Tutti lo sapevano, lo vedevano, quello scempio si consumava lì, indisturbato, nel bel mezzo delle caotiche scorribande peculiari della vita cittadina lungo le strade della periferia est di Napoli.
Una discarica abusiva: una di quelle realtà rilevabili nell’ordine innaturale delle cose che lambiscono, ormai, inevitabilmente strade, vite, fiumi, mari e cieli.
La spazzatura, i rifiuti, “normali” e speciali, più o meno ordinatamente riposti nei sacchetti o gettati allo sbaraglio in un luogo qualunque, in uno di quelli in cui “non c’è niente, quindi la monnezza si può buttare”. Aree verdi, spesso sopraffatte da sterpaglie ed erba incolta. Basta scorgere la carcassa di un rifiuto di qualsiasi genere e dimensione per innescare un devastante “effetto domino” che nel breve tempo riduce quel limbo di terra in una discarica a cielo aperto.
Un disastro ambientale diffuso e fortemente radicato negli usi e costumi della cittadinanza e soprattutto nell’ideologia di quello stesso popolo che impreca ed inveisce contro chi ha tramutato questa terra, “la nostra terra”, nella “terra dei fuochi e dei veleni”.
Poi, accade anche che, con cognizione di causa, certi uomini decidano di tramutare quello scempio in una forma macabra ed autolesionistica di “business”.
Pneumatici fuori uso, carcasse di veicoli, motocicli, plastiche, scarti di demolizioni edili, componenti meccanici di veicoli e anche amianto: questo è quanto rinvenuto dalla polizia nell’area di circa 18000 metri quadri adibita a discarica abusiva sequestrata nell’ambito delle attività di prevenzione e repressione degli illeciti ambientali nel quartiere di Barra.
La discarica si trova a via Pini di Solimene a Barra, sotto l’asse autostradale della A3 all’altezza dello svincolo per San Giorgio a Cremano.
L’area, di proprietà comunale, veniva gestita abusivamente da S.P. di anni 62 e dal figlio S.V. di anni 26, entrambi pregiudicati ed adibita ad attività di demolizione veicoli. Si tratta di un’ampia superficie, in terra battuta, colma di rifiuti speciali, sia adagiati al suolo che interrati.

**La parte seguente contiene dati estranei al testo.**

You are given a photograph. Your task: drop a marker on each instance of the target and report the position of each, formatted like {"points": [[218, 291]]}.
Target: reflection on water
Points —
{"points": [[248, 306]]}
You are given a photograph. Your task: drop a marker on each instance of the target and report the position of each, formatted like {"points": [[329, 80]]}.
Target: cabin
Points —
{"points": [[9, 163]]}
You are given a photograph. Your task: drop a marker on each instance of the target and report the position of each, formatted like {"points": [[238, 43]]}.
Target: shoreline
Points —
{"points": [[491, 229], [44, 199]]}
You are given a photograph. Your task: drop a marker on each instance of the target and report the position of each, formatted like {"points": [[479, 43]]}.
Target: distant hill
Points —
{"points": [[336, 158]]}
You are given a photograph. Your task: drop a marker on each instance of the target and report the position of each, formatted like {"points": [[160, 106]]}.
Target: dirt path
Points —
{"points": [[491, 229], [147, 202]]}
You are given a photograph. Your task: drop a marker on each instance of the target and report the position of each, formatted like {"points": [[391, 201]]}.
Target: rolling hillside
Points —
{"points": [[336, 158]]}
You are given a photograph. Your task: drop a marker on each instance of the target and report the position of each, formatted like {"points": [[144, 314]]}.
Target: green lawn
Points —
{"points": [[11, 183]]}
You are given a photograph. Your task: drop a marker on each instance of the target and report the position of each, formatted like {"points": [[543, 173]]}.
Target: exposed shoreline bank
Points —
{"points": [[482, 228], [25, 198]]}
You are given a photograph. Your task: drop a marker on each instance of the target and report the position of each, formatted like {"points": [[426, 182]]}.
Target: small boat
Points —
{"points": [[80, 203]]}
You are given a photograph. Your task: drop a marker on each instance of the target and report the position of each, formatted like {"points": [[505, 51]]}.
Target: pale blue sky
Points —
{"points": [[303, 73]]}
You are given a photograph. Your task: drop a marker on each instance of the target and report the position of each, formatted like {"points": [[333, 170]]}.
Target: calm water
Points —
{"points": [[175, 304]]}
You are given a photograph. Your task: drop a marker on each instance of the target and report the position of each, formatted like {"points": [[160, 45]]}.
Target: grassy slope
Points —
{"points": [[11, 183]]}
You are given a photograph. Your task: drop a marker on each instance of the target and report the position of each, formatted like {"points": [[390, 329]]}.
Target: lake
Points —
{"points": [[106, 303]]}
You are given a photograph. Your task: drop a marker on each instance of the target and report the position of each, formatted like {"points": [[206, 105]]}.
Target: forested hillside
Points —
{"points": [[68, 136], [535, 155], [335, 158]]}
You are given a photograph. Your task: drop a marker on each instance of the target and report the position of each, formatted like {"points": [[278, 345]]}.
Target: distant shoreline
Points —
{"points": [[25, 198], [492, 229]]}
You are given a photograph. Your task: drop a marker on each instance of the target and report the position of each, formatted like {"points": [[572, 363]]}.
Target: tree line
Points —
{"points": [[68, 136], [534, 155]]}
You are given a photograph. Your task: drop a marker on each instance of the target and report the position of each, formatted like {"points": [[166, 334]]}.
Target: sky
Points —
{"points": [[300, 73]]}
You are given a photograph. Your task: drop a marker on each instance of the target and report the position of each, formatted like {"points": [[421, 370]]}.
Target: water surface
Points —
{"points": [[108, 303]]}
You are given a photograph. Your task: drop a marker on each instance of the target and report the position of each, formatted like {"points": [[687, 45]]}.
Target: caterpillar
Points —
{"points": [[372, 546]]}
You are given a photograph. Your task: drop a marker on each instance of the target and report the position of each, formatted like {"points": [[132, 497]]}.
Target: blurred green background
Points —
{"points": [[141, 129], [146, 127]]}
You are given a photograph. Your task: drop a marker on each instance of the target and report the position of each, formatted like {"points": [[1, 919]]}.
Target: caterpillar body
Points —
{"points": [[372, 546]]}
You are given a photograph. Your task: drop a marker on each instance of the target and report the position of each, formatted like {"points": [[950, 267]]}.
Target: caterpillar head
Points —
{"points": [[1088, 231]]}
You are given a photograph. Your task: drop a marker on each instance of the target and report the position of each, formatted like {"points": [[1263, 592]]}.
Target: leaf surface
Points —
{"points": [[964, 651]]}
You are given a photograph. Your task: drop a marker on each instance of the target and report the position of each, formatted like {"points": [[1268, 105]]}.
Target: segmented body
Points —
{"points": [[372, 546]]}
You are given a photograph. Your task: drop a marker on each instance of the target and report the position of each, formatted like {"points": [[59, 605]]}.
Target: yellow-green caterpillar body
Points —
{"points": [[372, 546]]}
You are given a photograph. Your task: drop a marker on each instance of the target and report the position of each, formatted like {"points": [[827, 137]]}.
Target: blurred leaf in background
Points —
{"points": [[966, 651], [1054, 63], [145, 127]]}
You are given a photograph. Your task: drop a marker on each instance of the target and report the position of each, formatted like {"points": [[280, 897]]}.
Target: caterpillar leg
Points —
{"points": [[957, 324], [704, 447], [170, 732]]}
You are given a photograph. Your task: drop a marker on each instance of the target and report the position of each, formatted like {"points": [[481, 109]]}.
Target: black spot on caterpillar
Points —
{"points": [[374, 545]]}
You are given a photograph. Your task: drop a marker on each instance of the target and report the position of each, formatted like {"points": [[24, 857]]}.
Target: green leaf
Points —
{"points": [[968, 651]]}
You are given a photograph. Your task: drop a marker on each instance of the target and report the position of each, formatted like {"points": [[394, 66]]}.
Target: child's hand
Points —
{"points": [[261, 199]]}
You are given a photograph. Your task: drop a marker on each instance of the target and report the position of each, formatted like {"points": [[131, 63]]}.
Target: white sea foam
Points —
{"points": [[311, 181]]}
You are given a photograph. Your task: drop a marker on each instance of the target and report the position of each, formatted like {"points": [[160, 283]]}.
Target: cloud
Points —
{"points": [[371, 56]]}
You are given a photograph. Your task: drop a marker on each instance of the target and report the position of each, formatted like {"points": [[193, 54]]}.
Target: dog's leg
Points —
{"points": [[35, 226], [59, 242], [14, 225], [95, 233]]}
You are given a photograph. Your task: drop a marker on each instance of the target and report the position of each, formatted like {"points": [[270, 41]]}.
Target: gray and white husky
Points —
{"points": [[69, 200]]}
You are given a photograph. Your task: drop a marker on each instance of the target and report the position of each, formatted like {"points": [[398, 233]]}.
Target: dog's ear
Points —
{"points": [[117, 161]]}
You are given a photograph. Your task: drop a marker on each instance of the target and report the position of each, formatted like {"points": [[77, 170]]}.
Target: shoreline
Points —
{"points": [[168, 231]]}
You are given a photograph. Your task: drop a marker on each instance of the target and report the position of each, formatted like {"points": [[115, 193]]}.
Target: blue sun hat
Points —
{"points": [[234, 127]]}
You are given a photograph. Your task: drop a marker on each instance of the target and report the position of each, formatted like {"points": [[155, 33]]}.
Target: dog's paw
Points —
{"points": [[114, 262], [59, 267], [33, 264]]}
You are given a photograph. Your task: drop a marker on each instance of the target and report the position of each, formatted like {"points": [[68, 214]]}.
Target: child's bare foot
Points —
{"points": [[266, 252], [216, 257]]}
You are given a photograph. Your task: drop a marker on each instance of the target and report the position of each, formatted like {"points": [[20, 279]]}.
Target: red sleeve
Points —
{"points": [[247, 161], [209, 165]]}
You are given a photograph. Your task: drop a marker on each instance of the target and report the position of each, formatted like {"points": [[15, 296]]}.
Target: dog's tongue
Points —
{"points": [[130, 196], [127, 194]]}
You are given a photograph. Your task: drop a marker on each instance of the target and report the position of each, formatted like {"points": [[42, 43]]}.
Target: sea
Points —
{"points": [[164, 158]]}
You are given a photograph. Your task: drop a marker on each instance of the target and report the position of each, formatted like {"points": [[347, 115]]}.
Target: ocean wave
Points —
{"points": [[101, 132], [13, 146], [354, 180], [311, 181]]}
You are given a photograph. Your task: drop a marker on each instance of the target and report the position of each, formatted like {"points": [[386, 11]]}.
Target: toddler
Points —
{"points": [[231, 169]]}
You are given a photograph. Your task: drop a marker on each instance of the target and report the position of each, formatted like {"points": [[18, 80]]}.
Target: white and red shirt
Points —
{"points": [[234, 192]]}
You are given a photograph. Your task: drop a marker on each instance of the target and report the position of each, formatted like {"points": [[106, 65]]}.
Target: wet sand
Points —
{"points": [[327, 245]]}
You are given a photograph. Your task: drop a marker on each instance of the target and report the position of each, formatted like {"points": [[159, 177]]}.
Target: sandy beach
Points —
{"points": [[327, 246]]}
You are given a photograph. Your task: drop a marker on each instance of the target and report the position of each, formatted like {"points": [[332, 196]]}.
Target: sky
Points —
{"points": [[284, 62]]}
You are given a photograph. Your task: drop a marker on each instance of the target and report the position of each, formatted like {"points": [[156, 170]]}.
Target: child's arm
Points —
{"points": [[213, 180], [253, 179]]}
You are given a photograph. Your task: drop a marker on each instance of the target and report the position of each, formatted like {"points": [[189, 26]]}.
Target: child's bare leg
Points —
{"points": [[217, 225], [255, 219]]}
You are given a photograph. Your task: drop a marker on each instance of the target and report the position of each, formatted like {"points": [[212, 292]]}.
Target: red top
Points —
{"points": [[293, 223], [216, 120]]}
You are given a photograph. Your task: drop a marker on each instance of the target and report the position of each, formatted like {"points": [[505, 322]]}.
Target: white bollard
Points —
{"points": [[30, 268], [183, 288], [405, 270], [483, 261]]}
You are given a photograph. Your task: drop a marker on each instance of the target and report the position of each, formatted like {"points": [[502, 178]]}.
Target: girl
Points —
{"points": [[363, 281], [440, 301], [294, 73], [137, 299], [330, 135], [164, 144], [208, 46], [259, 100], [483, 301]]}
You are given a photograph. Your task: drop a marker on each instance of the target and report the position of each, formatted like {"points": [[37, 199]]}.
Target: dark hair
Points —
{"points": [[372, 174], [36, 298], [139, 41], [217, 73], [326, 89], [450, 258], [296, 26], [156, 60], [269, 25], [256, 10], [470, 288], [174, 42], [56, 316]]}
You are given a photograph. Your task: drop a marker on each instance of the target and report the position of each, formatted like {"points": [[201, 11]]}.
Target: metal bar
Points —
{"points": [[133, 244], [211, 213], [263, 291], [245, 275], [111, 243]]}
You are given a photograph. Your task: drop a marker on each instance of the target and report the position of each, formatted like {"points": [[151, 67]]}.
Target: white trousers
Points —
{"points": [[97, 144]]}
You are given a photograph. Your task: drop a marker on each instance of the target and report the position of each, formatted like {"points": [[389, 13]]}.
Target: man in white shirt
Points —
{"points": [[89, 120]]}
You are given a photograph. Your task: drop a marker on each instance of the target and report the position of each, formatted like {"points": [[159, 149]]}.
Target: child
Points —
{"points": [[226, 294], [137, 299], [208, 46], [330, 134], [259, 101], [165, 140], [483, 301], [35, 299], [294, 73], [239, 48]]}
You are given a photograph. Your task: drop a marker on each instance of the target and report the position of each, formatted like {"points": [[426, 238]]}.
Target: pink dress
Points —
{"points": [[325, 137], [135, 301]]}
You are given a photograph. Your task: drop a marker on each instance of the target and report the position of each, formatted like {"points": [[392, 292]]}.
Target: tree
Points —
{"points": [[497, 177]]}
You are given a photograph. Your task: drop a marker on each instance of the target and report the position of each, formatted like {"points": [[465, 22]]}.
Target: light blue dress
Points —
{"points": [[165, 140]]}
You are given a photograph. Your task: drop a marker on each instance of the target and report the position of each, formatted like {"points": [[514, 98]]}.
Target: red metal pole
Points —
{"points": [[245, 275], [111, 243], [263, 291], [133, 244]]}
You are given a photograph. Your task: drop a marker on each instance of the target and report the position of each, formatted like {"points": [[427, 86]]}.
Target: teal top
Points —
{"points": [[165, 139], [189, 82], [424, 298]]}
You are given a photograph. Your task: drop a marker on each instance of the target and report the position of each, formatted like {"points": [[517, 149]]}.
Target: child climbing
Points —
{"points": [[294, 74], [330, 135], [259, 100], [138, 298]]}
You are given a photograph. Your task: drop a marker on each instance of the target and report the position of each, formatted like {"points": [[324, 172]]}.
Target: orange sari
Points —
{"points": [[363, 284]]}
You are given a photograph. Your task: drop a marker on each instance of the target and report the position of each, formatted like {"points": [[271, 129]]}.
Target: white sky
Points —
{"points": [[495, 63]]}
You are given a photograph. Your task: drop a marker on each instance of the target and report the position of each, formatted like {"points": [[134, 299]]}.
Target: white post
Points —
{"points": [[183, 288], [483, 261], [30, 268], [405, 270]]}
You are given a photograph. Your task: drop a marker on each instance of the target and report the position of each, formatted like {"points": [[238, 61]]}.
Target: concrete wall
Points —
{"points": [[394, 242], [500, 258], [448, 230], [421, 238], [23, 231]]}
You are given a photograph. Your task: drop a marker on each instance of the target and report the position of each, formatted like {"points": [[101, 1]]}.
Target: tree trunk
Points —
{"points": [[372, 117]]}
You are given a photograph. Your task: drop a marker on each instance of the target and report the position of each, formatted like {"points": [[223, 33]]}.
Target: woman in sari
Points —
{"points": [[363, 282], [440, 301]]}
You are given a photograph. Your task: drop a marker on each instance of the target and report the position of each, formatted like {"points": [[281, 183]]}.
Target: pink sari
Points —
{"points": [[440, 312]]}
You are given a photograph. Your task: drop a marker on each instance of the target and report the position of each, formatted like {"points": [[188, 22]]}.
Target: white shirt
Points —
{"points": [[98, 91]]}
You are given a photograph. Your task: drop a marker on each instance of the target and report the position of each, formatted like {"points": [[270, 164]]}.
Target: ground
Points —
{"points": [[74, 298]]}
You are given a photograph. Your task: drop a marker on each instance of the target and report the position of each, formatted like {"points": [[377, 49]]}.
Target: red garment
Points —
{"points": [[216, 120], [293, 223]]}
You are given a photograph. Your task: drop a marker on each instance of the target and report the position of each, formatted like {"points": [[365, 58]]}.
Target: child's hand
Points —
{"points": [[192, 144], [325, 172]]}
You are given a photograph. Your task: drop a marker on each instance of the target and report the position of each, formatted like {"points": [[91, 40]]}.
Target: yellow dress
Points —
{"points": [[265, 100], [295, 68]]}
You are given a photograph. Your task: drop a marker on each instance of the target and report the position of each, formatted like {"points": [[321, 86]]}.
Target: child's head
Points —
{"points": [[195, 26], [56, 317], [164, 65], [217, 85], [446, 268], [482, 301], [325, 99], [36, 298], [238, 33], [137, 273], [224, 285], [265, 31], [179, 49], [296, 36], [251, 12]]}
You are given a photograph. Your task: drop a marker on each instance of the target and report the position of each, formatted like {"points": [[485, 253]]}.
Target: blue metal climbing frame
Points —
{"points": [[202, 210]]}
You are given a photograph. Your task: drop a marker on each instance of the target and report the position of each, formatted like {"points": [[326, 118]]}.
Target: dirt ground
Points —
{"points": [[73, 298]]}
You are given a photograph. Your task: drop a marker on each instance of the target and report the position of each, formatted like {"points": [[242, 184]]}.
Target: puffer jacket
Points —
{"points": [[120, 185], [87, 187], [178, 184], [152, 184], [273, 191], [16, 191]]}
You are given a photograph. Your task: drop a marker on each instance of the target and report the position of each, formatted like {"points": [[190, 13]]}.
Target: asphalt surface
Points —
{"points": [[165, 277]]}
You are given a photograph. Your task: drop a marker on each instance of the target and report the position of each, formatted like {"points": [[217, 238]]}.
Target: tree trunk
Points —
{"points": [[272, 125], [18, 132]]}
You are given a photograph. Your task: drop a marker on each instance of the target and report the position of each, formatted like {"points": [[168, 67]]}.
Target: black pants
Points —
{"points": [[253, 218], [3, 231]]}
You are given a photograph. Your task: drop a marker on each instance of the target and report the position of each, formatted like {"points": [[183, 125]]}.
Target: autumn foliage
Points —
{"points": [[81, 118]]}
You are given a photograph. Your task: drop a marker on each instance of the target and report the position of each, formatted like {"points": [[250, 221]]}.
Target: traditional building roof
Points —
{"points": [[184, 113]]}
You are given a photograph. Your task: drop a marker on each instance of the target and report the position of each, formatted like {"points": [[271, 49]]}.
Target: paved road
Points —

Il business dei due uomini consisteva nello smontaggio di veicoli per ricavarne ricambi usati prima di inviare la carcassa a rottamazione.
In uno dei locali, per giunta, era ospitata una famiglia rom di 5 persone con numerosi animali da cortile: capre, galline, cani, gatti e anche un cavallo. Rinvenute anche 25 grosse lastre di amianto, circa 180 pneumatici fuori uso, decine di metri cubi di materiali da risulta edile, un grosso cumulo di asfalto, sette rottami di natanti e decine di veicoli in parte smontati.
L’intera area è stata sequestrata e posta nella disponibilità dell’autorità giudiziaria e comunale. I reati contestati occupazione e danneggiamento di beni demaniali. I due pregiudicati sono stati deferiti all’autorità giudiziaria.